How we responded to a 2+ hour partial outage in Grafana Cloud
On Tuesday, Feb. 18, 2025, we experienced an outage that lasted approximately 150 minutes and impacted roughly 25% of our Grafana Cloud services. To our customers: we are very sorry and more than a little embarrassed that we stepped outside our own processes and advice to cause this.
You rely on us to help monitor and troubleshoot your environments, and this type of incident obviously makes it harder for you to do that. At Grafana Labs, we want to practice our belief in a transparent and blameless culture, in which we learn from our mistakes to improve ourselves and the services we provide to our customers.

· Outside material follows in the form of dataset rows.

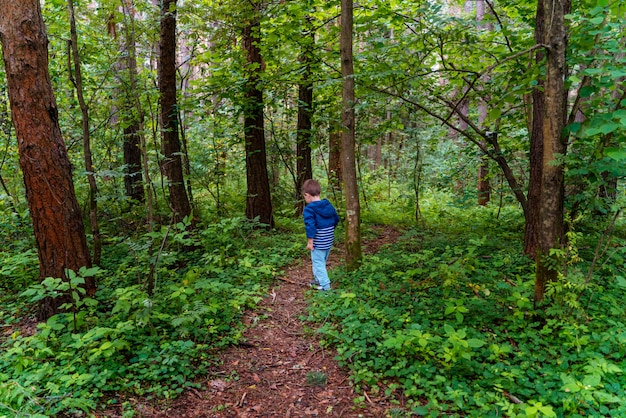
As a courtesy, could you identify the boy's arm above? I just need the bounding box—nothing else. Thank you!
[303,208,316,250]
[303,208,317,238]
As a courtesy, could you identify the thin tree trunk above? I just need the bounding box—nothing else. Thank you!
[341,0,362,270]
[524,0,546,258]
[242,5,274,228]
[476,0,490,206]
[0,0,94,320]
[295,17,314,215]
[328,129,342,196]
[120,22,145,205]
[121,0,153,227]
[68,0,101,265]
[159,0,191,223]
[535,0,570,303]
[110,2,144,204]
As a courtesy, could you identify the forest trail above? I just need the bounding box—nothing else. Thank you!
[129,228,401,418]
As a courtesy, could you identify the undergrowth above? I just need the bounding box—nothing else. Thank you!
[307,202,626,417]
[0,216,302,417]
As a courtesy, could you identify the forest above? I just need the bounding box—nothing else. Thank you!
[0,0,625,416]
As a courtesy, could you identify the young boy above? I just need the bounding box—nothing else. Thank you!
[302,179,340,291]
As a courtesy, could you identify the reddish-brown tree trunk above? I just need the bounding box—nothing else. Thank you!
[295,21,314,215]
[159,0,191,223]
[0,0,94,320]
[524,0,546,258]
[242,8,274,228]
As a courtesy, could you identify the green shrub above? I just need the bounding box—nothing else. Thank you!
[0,216,300,416]
[307,202,626,417]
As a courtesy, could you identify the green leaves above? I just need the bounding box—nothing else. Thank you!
[525,401,557,418]
[0,217,300,416]
[308,198,626,416]
[444,299,468,324]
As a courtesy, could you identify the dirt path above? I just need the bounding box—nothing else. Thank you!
[126,228,401,417]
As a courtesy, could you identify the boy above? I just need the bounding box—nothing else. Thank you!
[302,179,340,291]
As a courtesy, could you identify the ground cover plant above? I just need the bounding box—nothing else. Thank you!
[307,195,626,417]
[0,217,302,417]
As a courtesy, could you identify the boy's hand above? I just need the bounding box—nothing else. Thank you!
[307,239,314,251]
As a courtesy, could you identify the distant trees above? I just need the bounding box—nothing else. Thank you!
[0,0,94,320]
[0,0,622,307]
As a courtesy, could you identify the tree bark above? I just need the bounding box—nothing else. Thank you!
[120,0,153,228]
[159,0,191,223]
[341,0,362,270]
[0,0,94,320]
[476,0,490,206]
[114,1,145,204]
[295,18,314,216]
[242,7,274,228]
[535,0,570,302]
[328,129,342,196]
[524,0,546,258]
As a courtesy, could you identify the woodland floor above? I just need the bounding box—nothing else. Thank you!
[101,228,402,418]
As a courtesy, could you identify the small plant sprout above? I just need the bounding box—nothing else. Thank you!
[305,370,328,387]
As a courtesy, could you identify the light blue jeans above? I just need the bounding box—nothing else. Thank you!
[311,248,331,290]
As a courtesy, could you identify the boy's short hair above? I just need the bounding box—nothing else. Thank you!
[302,179,321,196]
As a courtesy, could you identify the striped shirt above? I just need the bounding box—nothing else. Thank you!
[314,226,335,250]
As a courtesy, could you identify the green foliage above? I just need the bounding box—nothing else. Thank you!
[307,198,626,417]
[0,217,300,416]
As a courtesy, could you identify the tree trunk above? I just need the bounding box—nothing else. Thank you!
[123,123,144,201]
[476,0,490,206]
[109,2,145,205]
[295,18,314,216]
[242,8,274,228]
[535,0,570,303]
[68,0,101,265]
[159,0,191,223]
[120,0,153,227]
[120,2,144,203]
[328,129,342,196]
[524,0,546,258]
[341,0,362,271]
[0,0,94,320]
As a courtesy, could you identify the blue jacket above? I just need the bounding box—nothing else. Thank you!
[303,199,340,239]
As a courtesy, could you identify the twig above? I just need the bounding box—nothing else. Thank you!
[503,391,522,404]
[276,276,306,285]
[237,392,247,407]
[363,391,374,405]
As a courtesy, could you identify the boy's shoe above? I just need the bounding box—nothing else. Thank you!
[309,280,320,288]
[313,285,330,291]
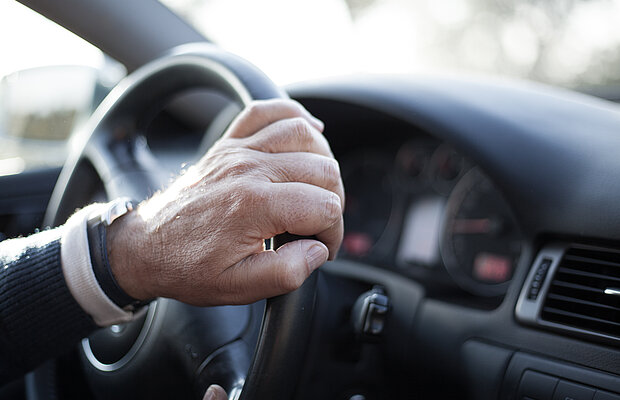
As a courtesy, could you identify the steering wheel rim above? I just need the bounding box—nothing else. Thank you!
[26,43,318,400]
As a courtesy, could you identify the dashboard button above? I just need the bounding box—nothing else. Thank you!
[552,380,595,400]
[519,370,558,400]
[527,258,551,300]
[594,391,620,400]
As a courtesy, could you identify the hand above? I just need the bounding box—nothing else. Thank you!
[107,99,345,306]
[203,385,227,400]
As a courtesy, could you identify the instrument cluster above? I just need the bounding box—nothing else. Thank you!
[340,139,523,299]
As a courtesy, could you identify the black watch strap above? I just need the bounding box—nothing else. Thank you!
[86,201,150,311]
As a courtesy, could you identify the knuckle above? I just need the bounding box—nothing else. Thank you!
[225,152,258,177]
[323,192,342,222]
[244,102,265,119]
[321,158,341,186]
[288,117,314,143]
[277,266,305,292]
[231,180,264,210]
[287,100,307,116]
[272,98,301,114]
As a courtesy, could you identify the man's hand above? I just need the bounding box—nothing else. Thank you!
[107,99,344,306]
[203,384,227,400]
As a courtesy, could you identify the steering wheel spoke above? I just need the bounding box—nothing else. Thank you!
[84,135,166,201]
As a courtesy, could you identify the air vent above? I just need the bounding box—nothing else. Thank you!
[540,245,620,340]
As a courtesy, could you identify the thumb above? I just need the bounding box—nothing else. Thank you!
[203,384,228,400]
[219,239,328,304]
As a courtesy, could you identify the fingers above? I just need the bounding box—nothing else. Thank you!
[203,385,227,400]
[315,214,344,261]
[215,98,344,261]
[218,240,328,303]
[225,99,324,138]
[264,152,345,209]
[261,183,343,258]
[243,117,333,157]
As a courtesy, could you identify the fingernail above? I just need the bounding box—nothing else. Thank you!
[306,244,328,271]
[204,386,215,400]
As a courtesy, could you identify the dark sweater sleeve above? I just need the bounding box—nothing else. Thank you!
[0,229,97,384]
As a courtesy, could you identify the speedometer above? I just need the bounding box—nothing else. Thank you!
[440,167,522,296]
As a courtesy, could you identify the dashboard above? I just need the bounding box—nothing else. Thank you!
[339,139,522,302]
[285,75,620,398]
[128,73,620,398]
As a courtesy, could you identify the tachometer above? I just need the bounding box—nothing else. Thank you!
[440,167,522,296]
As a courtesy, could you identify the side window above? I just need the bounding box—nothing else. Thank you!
[0,1,125,175]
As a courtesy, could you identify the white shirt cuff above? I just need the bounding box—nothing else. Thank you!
[60,204,137,326]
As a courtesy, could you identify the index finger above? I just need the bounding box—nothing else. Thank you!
[224,99,324,138]
[262,182,343,259]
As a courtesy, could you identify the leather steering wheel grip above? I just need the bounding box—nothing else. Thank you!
[240,234,320,399]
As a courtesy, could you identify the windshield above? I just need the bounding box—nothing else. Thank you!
[0,1,125,175]
[161,0,620,89]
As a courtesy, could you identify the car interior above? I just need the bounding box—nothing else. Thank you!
[1,0,619,399]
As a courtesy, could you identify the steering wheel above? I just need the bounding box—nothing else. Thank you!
[25,43,318,400]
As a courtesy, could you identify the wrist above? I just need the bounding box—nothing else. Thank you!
[104,202,156,304]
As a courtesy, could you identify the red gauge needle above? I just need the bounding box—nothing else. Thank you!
[452,218,494,234]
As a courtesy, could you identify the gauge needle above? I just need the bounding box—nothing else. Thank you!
[452,218,494,234]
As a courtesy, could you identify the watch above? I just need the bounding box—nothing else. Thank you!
[87,198,151,312]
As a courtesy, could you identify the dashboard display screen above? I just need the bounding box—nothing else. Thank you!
[397,197,444,266]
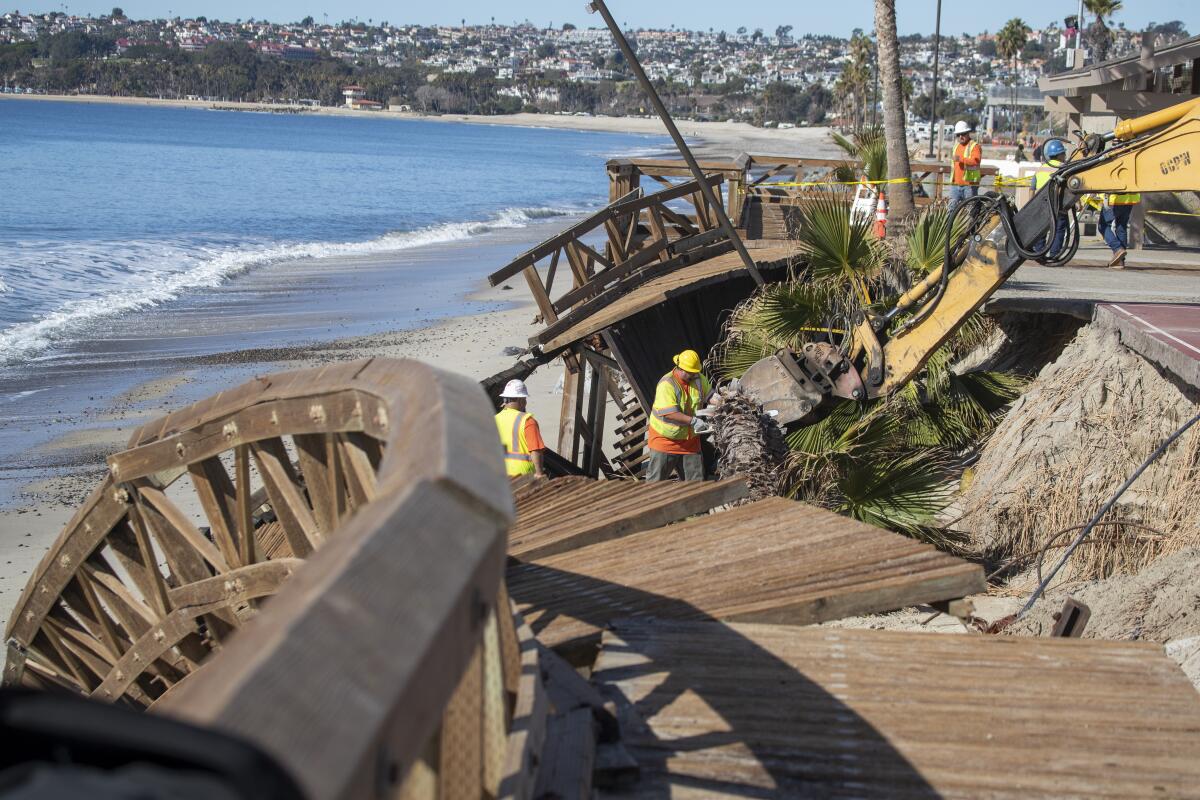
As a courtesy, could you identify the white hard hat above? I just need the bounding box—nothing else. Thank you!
[953,120,974,136]
[500,379,529,399]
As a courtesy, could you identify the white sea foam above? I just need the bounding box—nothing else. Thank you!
[0,205,584,365]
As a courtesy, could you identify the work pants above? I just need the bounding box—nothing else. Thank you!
[948,183,978,211]
[646,449,703,482]
[1035,213,1070,259]
[1100,205,1133,253]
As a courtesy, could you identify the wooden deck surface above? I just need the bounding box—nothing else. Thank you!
[539,245,796,351]
[508,477,748,560]
[507,497,984,655]
[594,619,1200,799]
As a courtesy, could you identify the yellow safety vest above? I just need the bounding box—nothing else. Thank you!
[496,407,535,476]
[1034,159,1063,191]
[954,141,981,185]
[1108,192,1141,205]
[648,372,711,441]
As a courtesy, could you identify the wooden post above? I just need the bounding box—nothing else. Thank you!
[571,363,587,466]
[556,360,578,459]
[582,361,607,478]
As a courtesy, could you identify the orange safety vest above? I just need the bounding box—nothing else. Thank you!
[953,140,981,185]
[496,407,535,476]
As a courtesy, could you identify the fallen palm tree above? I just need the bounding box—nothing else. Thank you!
[708,196,1024,541]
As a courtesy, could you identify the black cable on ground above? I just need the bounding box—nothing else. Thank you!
[1016,410,1200,619]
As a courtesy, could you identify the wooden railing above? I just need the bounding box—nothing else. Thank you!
[607,155,1003,238]
[740,155,1001,209]
[487,175,735,348]
[2,359,562,797]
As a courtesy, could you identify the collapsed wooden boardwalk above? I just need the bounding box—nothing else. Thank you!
[5,360,1200,798]
[508,493,986,657]
[595,619,1200,799]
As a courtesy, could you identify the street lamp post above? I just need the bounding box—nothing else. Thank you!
[926,0,942,159]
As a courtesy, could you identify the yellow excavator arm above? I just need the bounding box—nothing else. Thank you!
[740,96,1200,426]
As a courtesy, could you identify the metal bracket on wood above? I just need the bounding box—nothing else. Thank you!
[929,598,975,620]
[1050,598,1091,638]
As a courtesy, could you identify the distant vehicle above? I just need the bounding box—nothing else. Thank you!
[778,122,795,129]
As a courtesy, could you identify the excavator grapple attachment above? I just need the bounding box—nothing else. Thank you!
[738,345,864,426]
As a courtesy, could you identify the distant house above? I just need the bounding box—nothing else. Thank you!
[343,86,382,110]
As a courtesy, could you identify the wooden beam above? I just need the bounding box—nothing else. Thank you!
[487,189,640,286]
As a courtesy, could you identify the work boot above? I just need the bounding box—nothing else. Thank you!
[1108,248,1127,268]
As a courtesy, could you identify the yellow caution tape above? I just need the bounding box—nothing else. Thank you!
[1147,209,1200,217]
[756,177,913,188]
[993,175,1035,187]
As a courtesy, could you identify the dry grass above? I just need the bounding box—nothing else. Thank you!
[957,323,1200,593]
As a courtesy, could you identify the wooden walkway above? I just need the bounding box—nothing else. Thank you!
[508,496,984,657]
[594,619,1200,799]
[508,476,747,560]
[538,246,794,352]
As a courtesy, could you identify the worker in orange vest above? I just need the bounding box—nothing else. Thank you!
[949,120,983,211]
[495,379,548,479]
[646,349,714,481]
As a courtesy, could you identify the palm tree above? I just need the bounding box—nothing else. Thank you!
[997,19,1030,140]
[874,0,915,229]
[710,199,1024,539]
[1083,0,1123,61]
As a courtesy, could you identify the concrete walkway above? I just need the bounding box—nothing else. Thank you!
[1069,240,1200,271]
[988,262,1200,318]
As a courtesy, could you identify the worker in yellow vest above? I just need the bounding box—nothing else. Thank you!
[1034,139,1069,259]
[495,379,547,479]
[646,349,714,482]
[949,120,983,211]
[1100,191,1141,269]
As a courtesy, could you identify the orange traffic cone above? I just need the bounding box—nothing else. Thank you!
[874,192,888,238]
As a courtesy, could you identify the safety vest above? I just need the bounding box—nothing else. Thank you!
[648,372,711,441]
[953,141,981,185]
[1108,192,1141,206]
[496,407,535,476]
[1034,159,1063,191]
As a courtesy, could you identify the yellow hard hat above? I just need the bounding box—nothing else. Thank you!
[673,349,702,373]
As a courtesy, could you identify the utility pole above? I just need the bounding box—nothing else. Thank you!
[926,0,941,159]
[586,0,764,287]
[1076,0,1084,49]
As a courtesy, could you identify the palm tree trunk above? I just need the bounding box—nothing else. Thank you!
[874,0,915,229]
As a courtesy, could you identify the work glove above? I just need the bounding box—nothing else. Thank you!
[692,418,712,435]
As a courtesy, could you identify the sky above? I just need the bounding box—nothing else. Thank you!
[41,0,1195,37]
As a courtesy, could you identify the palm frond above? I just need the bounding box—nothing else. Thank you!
[832,451,955,538]
[904,205,971,276]
[797,193,882,283]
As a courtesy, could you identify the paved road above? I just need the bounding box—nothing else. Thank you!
[989,263,1200,317]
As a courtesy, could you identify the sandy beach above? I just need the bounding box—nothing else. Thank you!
[0,92,841,160]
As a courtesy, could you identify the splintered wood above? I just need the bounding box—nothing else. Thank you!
[507,496,985,654]
[594,619,1200,799]
[508,476,748,560]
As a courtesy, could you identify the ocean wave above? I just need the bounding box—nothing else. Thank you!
[0,205,585,365]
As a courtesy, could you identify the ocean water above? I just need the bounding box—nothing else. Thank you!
[0,100,666,367]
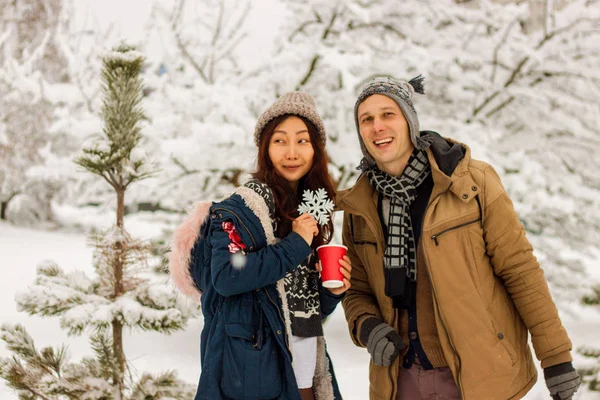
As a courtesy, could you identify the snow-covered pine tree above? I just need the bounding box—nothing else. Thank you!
[0,44,195,400]
[578,287,600,391]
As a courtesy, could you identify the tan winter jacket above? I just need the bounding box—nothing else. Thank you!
[337,135,572,400]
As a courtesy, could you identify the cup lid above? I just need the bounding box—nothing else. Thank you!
[316,244,348,251]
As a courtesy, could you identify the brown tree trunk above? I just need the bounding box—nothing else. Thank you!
[112,187,126,399]
[0,201,7,220]
[1,192,19,221]
[112,319,124,400]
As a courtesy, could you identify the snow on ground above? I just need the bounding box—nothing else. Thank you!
[1,221,599,399]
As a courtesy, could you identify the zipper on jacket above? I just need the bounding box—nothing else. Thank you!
[253,296,264,350]
[475,194,483,228]
[212,207,257,249]
[431,218,481,246]
[264,288,289,349]
[420,183,465,396]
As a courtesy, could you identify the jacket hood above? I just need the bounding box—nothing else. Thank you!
[422,130,466,177]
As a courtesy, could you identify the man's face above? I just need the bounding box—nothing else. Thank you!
[357,94,414,175]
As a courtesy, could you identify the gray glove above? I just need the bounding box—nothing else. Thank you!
[544,362,582,400]
[360,317,406,367]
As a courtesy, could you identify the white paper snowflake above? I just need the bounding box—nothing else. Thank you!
[298,188,334,226]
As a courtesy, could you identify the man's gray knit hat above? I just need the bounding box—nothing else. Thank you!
[354,75,429,169]
[254,92,327,146]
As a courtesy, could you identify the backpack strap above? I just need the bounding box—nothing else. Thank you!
[168,201,212,302]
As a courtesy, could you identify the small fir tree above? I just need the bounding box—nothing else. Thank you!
[0,44,194,400]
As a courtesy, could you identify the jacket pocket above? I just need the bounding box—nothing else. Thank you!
[488,313,518,366]
[353,240,378,260]
[221,323,282,399]
[430,217,481,246]
[456,329,514,389]
[350,214,379,252]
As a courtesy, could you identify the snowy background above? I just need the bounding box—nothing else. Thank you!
[1,0,599,398]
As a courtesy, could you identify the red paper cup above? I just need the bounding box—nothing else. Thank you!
[316,244,347,289]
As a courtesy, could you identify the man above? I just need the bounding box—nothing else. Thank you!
[337,76,581,400]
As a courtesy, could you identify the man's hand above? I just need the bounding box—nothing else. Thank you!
[544,362,582,400]
[360,317,406,367]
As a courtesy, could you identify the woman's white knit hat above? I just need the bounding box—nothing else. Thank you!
[254,92,326,146]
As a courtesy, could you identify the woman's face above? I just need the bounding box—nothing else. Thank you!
[268,116,315,190]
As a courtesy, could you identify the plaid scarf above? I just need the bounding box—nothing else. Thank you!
[366,150,431,299]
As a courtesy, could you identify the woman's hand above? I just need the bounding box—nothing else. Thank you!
[317,255,352,295]
[292,214,319,246]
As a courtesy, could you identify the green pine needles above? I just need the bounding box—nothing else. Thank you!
[75,43,154,191]
[578,286,600,391]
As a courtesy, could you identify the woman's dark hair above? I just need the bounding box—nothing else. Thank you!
[252,114,335,249]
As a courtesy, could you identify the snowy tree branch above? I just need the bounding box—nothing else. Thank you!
[172,7,209,83]
[322,7,340,40]
[491,19,518,83]
[461,21,481,51]
[289,17,322,42]
[468,10,599,122]
[171,0,185,28]
[535,16,600,50]
[296,55,321,89]
[213,31,248,64]
[23,385,53,400]
[205,0,226,83]
[347,21,406,39]
[171,156,199,176]
[470,53,528,121]
[528,70,598,87]
[485,95,515,118]
[295,8,341,89]
[211,0,225,48]
[504,55,529,88]
[470,90,500,120]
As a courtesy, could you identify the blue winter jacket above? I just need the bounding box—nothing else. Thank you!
[170,185,343,400]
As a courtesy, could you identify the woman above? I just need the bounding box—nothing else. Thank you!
[169,92,351,400]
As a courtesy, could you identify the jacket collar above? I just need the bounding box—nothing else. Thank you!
[425,132,480,203]
[335,174,379,218]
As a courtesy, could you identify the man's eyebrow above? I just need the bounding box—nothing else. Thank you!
[358,106,396,120]
[358,111,371,120]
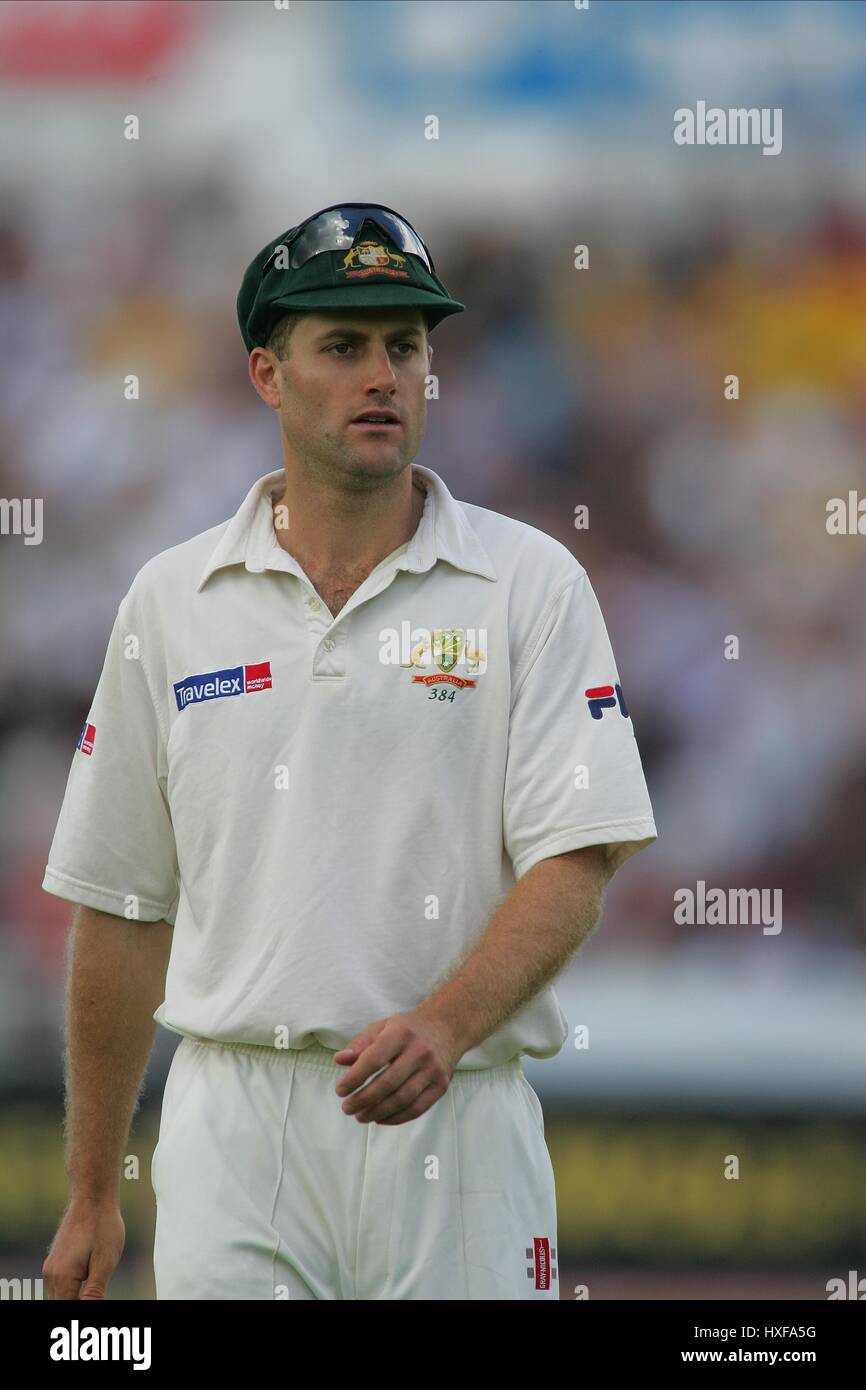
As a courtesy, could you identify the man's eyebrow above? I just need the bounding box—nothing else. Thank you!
[313,325,425,344]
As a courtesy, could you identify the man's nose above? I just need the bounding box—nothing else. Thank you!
[362,344,398,391]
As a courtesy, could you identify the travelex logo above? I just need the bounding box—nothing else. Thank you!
[76,721,95,756]
[173,661,272,713]
[585,682,629,721]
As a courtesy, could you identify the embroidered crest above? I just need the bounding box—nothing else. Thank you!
[403,628,486,689]
[339,240,410,281]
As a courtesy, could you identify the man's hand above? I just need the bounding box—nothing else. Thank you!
[334,1010,463,1125]
[42,1196,125,1299]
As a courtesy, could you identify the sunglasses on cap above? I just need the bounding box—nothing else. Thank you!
[260,203,436,279]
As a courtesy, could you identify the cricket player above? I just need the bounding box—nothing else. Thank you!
[41,203,658,1300]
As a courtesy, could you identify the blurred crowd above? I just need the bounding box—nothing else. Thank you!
[1,182,865,1080]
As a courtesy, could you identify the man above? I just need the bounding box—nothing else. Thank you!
[41,203,658,1300]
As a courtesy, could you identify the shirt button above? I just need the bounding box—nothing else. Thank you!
[306,596,321,610]
[323,638,336,651]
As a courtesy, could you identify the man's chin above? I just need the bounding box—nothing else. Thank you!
[342,446,410,480]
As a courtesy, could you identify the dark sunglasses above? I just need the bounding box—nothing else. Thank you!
[260,203,436,279]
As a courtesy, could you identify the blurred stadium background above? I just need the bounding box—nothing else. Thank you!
[1,0,865,1300]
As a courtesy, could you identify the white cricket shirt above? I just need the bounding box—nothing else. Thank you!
[42,464,658,1067]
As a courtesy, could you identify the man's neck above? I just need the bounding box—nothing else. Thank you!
[272,469,427,579]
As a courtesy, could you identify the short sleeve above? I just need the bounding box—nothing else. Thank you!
[41,587,179,924]
[503,570,658,880]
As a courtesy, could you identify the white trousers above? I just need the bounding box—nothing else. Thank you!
[151,1036,559,1300]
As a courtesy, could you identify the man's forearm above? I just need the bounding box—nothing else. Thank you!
[417,847,610,1058]
[63,905,172,1203]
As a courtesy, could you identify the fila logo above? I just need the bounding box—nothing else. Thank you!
[526,1237,557,1291]
[76,721,95,756]
[173,661,272,712]
[585,681,629,721]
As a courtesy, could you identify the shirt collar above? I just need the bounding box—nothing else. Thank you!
[195,463,497,593]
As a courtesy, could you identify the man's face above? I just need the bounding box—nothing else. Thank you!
[253,308,433,489]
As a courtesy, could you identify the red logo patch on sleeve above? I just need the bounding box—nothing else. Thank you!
[76,721,95,756]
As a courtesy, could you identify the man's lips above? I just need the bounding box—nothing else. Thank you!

We take this outage very seriously. After an extensive incident review, we put together this blog post to explain what went wrong, how it was resolved, and what we are doing to prevent something similar from happening again.
Summary
On Tuesday, Feb. 18, 2025 at 08:41 UTC, several members of our Grafana Labs application teams realized that some of their endpoints were no longer available. Our investigation quickly revealed that we had lost the load balancers for these endpoints due to a recent configuration change involving updates to our TLS policies.
We fully recovered most applications by 11:10 UTC, after we rolled back the change.
What seemed like a good, simple update cascaded to an outage because we assumed a small change was low-risk. However, we then failed to fully test, and failed to reduce the blast radius of the change. Both of these steps are part of our standard release and deployment process, but on this occasion we failed to follow our own practice and our system allowed development, staging, and production environments to be changed simultaneously.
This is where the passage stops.